Rather, our job - in simplest terms - is to report the news. Seems easy, right? Well, guess again.
I recently attended the annual Minnesota Newspaper Association convention in Bloomington, where I - along with hundreds of others in the newspaper business from around the state - attended workshops, seminars and presentations relating to our field. One of the sessions I attended was about ethics in journalism.
The presenter asked us what we thought our purpose as journalists was. Of course there was a variety of answers, but after we had discussed different ideas, he showed us a quote that said the central purpose of journalism is to "provide citizens with accurate and reliable information they need to function in a free society" ("The Elements of Journalism," by Bill Kovach and Tom Rosenstiel).
That might not be the first thought that pops into your head when thinking about the job of a journalist, but it really is true.
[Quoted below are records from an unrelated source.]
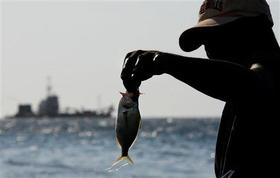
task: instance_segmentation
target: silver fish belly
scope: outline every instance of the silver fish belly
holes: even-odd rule
[[[138,108],[139,94],[121,93],[118,116],[116,119],[116,141],[121,148],[121,156],[113,163],[113,166],[122,159],[133,164],[128,155],[128,150],[137,139],[141,127],[141,116]]]

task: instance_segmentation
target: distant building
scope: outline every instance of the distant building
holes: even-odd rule
[[[16,117],[30,117],[30,116],[34,116],[30,104],[21,104],[18,106],[18,112],[16,114]]]
[[[39,115],[55,117],[59,112],[58,97],[56,95],[48,96],[39,104]]]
And if you haven't already, I hope that quote makes you realize that we, as journalists, don't take our jobs lightly. We know that what we do directly affects society, sometimes in ways we didn't anticipate.
When I got my journalism degree from the University of St. Thomas, the last class I had to take as a graduating journalism student was called communication ethics. That class has really stuck with me because it made me realize how complex this field is and how much people can be affected by the words I write and the pictures I take.
As a small-town journalist for a weekly newspaper, I don't often have earth-shattering, breaking news stories, but that doesn't mean my work can't still have an effect on my readers. That means I have to research my subject matter. I have to find the right people to interview. I have to choose my words carefully. I have to tell all sides of the story. I have to take the right photos. I have to make sure I get it right.
Luckily, journalists have tools that help us "get it right" in terms of ethics. The Society of Professional Journalists - SPJ - has an ethics code that's widely used in the journalism field. Most of my class on ethics in college revolved around this ethics code. The main sections of the code outline a journalist's job as follows: seek the truth and report it, minimize harm, act independently, and be accountable and transparent. Each of those subsections then goes into more detail. In case you're interested, the full code is online at https://www.spj.org/ethicscode.asp.
Ethics codes, of course, can't easily solve every ethical dilemma a journalist encounters, but they help. And the SPJ code is just one of several available to us. Many bigger news organizations, like the New York Times, have their own codes that are tailored more to their company but are still helpful to others as well.
In short, journalists - at least the good ones - aren't just feelingless robots who only care about how many readers or viewers they get. We care about the impact we have on society; we care about our subscribers, and we have morals.